Scaling Advice, Vicious Cycle, Improve Observability, Addressing Corruption

In this episode of Scaling Postgres, we discuss scaling advice, a vicious cycle of WAL writes, how to improve observability and addressing database corruption.

Content Discussed

YouTube Video

Podcast Audio

Transcript

All right. I hope you, your friends, family, and coworkers can continue to do well. Our first piece of content is "POSTGRES SCALING ADVICE FOR 2021. This is from cybertec-postgresql.com and in a nutshell, most of the advice is don't prematurely optimize. So if you want to scale, don't think of creating some huge distributed database system. Just start with a single server because Postgres can get you a long way on just that single server. It covers things such as all distributed systems are inherently complex and difficult to get right. So the more you try to scale out or become distributed, the more complicated things get. He mentions that with a good server, a single PostgreSQL instance can easily do hundreds of thousands of transactions per second. So he did some read-only tests of his local system and got 32,000 transactions per second.

Then he looked at where he was doing another workstation with around 45,000 write transactions per second. So he says basically a single node can typically do tens of thousands of write transactions per second and that a single Postgres instance can easily handle dozens of terabytes of data, which is true. Then also a single node instance is literally bulletproof as far as data consistency is concerned. But he says to help achieve this, you need to declare your constraints so that your data is in a good state and don't fool around with the fsync or asynchronous commit option. So you make sure that things get committed to the disks appropriately and use good disk systems because we're actually going to cover a post in a little bit that talks about corruption. One of the main ways corruption can happen is through hardware issues.

But he also covers how you have to be prepared for when you need to scale. So if you need to scale out, what do you need to do? So the first thing he mentions is don't be afraid to run your own database and that you can migrate to the cloud later if that's something you feel you need to do. Don't make the mistake of having your entire data architecture centered around one huge table. Be sure to use plenty of tables to spread things out. Thirdly, make sure you bake in a proper sharding key in case that is a direction you have to go. So in other words, make sure you can partition all of your tables pretty much with a shard key. So if all of your tables include that key, then presumably you could shard your data that way. So this post didn't have a lot of specific advice for scaling because those are covered in other posts, but it's more kind of a thought post for not prematurely optimizing your database. So if you're interested in learning more you can check out this post.

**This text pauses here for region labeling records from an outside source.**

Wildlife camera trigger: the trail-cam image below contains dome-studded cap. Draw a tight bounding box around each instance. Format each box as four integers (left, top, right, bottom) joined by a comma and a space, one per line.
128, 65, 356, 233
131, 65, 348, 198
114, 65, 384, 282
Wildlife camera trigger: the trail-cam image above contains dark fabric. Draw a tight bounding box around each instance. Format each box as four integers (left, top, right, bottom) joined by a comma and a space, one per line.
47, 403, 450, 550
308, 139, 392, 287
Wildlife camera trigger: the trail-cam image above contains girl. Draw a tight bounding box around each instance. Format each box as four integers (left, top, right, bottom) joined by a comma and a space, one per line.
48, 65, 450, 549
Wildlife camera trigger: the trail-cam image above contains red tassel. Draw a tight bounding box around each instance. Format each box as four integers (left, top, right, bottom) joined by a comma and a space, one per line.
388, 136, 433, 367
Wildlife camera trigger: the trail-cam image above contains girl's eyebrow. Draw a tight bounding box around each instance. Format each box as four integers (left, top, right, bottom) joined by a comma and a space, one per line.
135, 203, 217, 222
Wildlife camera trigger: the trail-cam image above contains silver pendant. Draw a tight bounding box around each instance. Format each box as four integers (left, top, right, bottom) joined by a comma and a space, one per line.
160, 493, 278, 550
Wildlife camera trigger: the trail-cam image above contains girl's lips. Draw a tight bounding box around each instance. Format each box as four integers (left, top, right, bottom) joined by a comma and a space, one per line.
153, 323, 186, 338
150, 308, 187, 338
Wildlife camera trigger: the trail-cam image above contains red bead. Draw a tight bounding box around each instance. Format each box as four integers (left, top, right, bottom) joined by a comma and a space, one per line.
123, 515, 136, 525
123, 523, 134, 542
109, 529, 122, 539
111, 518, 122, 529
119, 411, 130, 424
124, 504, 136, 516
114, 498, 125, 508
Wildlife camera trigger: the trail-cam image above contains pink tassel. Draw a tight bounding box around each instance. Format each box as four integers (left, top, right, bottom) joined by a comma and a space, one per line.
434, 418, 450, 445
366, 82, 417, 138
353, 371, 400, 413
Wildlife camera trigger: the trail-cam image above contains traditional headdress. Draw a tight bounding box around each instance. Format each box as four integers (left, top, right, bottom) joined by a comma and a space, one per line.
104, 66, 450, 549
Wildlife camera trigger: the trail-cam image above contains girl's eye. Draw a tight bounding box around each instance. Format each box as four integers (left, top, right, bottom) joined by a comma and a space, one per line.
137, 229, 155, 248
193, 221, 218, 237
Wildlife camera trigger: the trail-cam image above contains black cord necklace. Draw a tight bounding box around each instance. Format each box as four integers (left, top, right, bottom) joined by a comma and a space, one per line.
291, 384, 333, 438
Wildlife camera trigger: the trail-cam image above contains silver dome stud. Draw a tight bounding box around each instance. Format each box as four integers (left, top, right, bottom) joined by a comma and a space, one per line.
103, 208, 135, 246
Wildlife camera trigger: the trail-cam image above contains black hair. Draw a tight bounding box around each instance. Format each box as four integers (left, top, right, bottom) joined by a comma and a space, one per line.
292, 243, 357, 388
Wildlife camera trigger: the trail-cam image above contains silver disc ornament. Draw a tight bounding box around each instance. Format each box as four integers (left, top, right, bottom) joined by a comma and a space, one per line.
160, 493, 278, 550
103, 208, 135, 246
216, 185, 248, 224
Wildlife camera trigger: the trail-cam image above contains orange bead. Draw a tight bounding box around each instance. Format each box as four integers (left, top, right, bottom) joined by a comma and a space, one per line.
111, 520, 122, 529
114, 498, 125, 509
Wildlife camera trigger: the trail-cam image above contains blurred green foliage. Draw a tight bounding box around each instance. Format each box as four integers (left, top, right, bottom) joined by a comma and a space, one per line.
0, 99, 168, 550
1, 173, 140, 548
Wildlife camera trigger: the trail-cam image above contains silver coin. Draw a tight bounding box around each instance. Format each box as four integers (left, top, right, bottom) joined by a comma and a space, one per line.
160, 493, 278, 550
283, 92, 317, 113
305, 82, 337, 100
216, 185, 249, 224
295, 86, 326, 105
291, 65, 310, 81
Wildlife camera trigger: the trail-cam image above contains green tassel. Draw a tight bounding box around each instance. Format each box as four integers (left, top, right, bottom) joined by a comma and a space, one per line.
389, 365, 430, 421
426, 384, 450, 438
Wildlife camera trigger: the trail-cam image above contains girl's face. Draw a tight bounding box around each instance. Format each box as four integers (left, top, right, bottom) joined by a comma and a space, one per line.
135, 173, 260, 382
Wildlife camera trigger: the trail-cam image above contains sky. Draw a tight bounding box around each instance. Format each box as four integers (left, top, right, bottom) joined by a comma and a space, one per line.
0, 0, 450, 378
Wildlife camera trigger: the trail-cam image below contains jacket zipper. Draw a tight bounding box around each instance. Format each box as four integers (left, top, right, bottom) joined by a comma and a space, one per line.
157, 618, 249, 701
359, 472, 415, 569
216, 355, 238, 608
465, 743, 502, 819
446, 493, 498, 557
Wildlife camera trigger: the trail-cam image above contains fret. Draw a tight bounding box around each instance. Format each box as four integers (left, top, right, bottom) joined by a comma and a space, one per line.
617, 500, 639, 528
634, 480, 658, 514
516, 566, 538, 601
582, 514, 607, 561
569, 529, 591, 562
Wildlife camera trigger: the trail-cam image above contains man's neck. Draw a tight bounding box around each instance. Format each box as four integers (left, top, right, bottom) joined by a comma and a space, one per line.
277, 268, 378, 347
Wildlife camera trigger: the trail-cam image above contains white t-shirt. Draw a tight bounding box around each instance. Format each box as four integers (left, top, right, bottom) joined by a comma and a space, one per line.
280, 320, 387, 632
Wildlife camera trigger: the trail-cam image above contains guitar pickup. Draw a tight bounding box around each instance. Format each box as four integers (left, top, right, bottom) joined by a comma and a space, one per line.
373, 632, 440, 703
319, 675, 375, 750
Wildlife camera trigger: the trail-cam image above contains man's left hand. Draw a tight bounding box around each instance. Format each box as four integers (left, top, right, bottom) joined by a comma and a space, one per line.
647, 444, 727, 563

The next piece of content is "The vicious circle of huge writes". This is from mydbanotebook.org. They're talking about a cycle of WAL writing that you can get into and that if you have a lot of write activity, a lot of WAL files are being written that can cause checkpoints to occur more frequently, which of course triggers more full-page image writes which gives you more WAL. So more WAL leads to more frequent checkpoints, which leads to more WAL being generated, which leads to more checkpoints. So it's a vicious circle and then you have autovacuum kicking in when you're updating a lot of rows for example, which then also causes more WAL to be written, thus propagating this vicious circle. So there's a graph right here that depicts that you have huge writes on a database in a short time that causes a lot of WAL to be written. Now this triggers checkpoints more frequently, which of course causes more WAL to be written because of the full-page image rights.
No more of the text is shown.